The river is mostly known as the crossing the millions of wildebeest and zebra on their cyclical journey between Tanzania and Kenya as they follow the greener grass. Documentary crews often set up across the river to film as the wildebeest approach. Nile crocodiles then congregate at the crossing area waiting to catch their meal creating some spectacular wildlife footage.

Bird watching

The Masai Mara is a great place for bird watching with 470 birds to find. Although it’s the big animals that dominate people’s attention, there are some fascinating birds to find as well. Among the diversity, you can ostriches, the world’s largest bird, tiny sunbirds, and 46 different birds of prey.

The grasslands hide the ground hornbills, which are about the same size as a turkey, kori bustards, secretary birds, plovers, and white stalks. The swampy areas are then great places to spot different storks and cranes, such as saddle-billed storks scouting for catfish.

You can spot the goliath heron, which is the world’s largest, plus sacred ibis, yellow-billed storks, and great white egrets. There are many different kingfishers with seven species of giant kingfishers to see. You can usually spot these on the Mara River itself.


By road from Nairobi

A majority of travelers fly into Nairobi and opt to reach Masai Mara by road via B3 and C12. The city is approximately 306 kilometers (190 miles) away from the reserve, and it can take 6-7 hours to drive. If you want to experience Kenyan countryside, driving is the way to go. Nairobi to Narok is around a two-and-a-half hour drive, which offers plenty of views and scenery, onwards from that, you’ll see the Great Rift Valley escarpment. Be aware that the journey from Narok to Masai Mara can get quite bumpy, and take around three hours, without much to see. If you have a lot of time and want to experience Kenyan landscapes, this is the best option.

By plane from Nairobi

If you’re short on time, the best option is to fly from Nairobi to Masai Mara to one of the airstrips. It takes from 30 to 45 minutes and it’s certainly more comfortable than driving, especially if the primary purpose of your trip is to see wildlife. Flying will provide you with an aerial view of the region that will take your breath away. You can take a domestic flight from Wilson Airport (WIL) in Nairobi to an airstrip closest to your accommodation in Masai Mara.

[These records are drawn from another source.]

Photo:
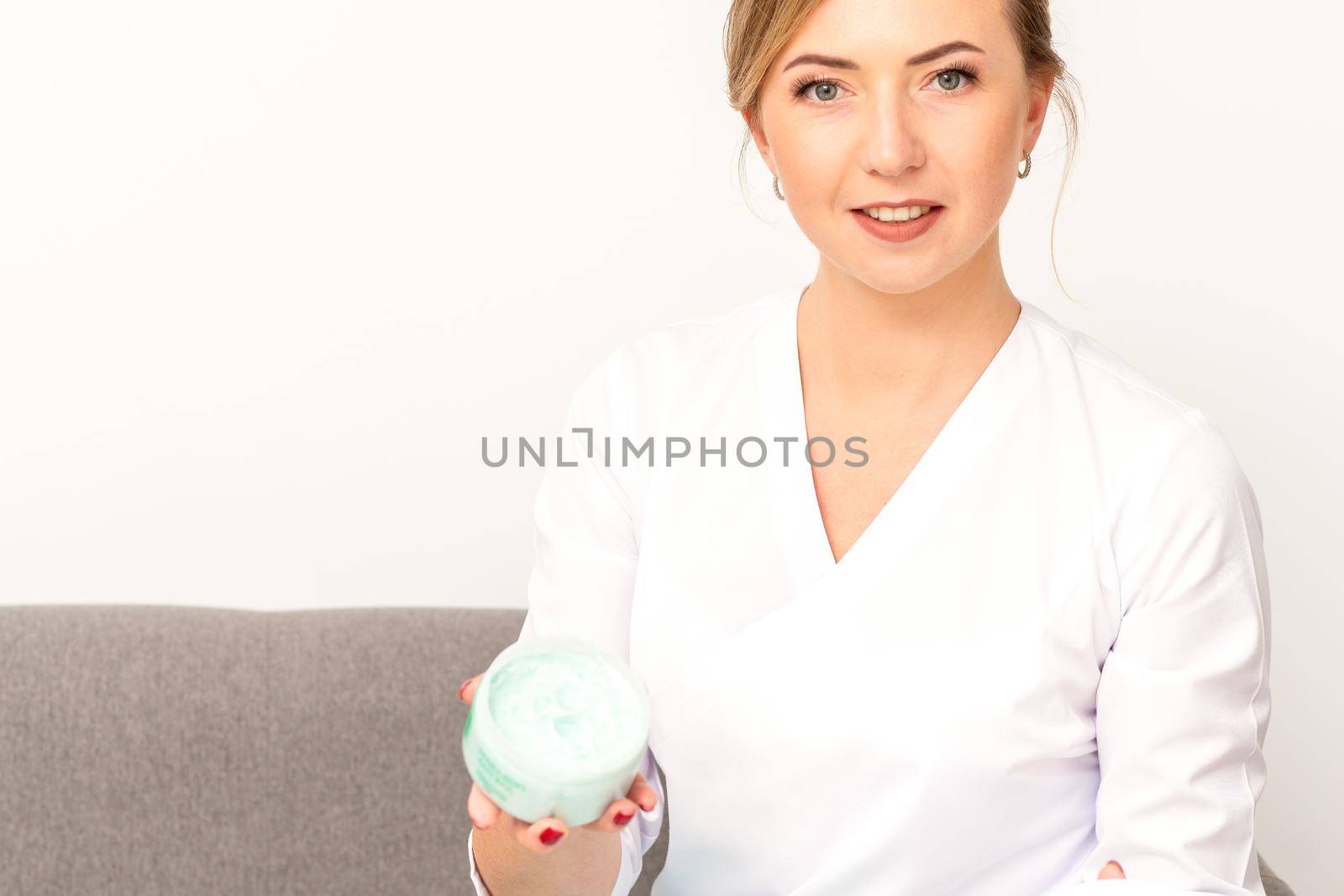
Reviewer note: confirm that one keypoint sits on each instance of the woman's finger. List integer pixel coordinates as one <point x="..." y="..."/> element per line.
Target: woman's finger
<point x="481" y="808"/>
<point x="468" y="688"/>
<point x="542" y="835"/>
<point x="643" y="793"/>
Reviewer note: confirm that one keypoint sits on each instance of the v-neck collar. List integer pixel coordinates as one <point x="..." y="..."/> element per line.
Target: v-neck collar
<point x="797" y="512"/>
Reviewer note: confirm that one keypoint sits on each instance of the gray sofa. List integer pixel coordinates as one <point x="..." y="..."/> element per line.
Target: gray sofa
<point x="155" y="750"/>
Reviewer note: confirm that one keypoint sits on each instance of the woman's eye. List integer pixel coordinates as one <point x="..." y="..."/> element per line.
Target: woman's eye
<point x="827" y="90"/>
<point x="953" y="80"/>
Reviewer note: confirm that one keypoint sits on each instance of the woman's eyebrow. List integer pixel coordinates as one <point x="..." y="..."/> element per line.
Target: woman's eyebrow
<point x="918" y="60"/>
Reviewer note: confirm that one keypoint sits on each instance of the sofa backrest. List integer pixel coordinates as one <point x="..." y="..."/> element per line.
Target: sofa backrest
<point x="168" y="750"/>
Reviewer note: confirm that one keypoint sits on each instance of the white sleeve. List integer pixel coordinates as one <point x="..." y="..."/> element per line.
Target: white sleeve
<point x="1183" y="699"/>
<point x="586" y="553"/>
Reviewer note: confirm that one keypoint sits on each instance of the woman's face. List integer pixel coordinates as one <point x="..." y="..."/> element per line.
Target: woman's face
<point x="900" y="121"/>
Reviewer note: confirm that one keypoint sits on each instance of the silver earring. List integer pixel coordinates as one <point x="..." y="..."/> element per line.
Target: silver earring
<point x="1023" y="174"/>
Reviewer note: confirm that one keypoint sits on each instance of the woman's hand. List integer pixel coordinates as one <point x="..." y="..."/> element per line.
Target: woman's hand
<point x="543" y="833"/>
<point x="1112" y="871"/>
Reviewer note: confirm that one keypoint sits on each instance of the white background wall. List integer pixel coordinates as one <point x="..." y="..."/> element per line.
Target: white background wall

What is the best time to visit the Maasai Mara? Well, depends what you want: wildebeest migration or wilderness feel. Your preferences will guide you through the seasons:

  • Peak season from mid-June – October. When millions of wildebeests are in the Mara, it attracts many tourists as well.
  • High season from November – February. Plenty of wildlife and people.
  • Shoulder season from March – May. Rainy season, so prepare to get stuck in the mud. However, if you are a bit self-reliant, this is a great season to explore the Mara. Wildlife viewing is still good, and less people means you have more to yourself.

The Mara offers superb wildlife viewing year-round. With the best will in the world, you can never be sure of coinciding your few days in the Mara with the crossing and taking this sought-after picture of a crocodile having a frantic wildebeest in its jaws. Expect to pay exorbitant prices for the Mobile Camps that congregate near the river crossing, and to see plenty of other safari vehicles lined up.

The sector receiving the least visitors is the Mara Triangle, especially the western part.


Visiting Kenya without exploring Masai Mara is missing something special, and with so many wild experiences to look for, options to move around the park.

Even so, it is important to understand what makes Masai Mara so special. This is how you plan a perfect trip to the Masai Mara National Reserve in Kenya.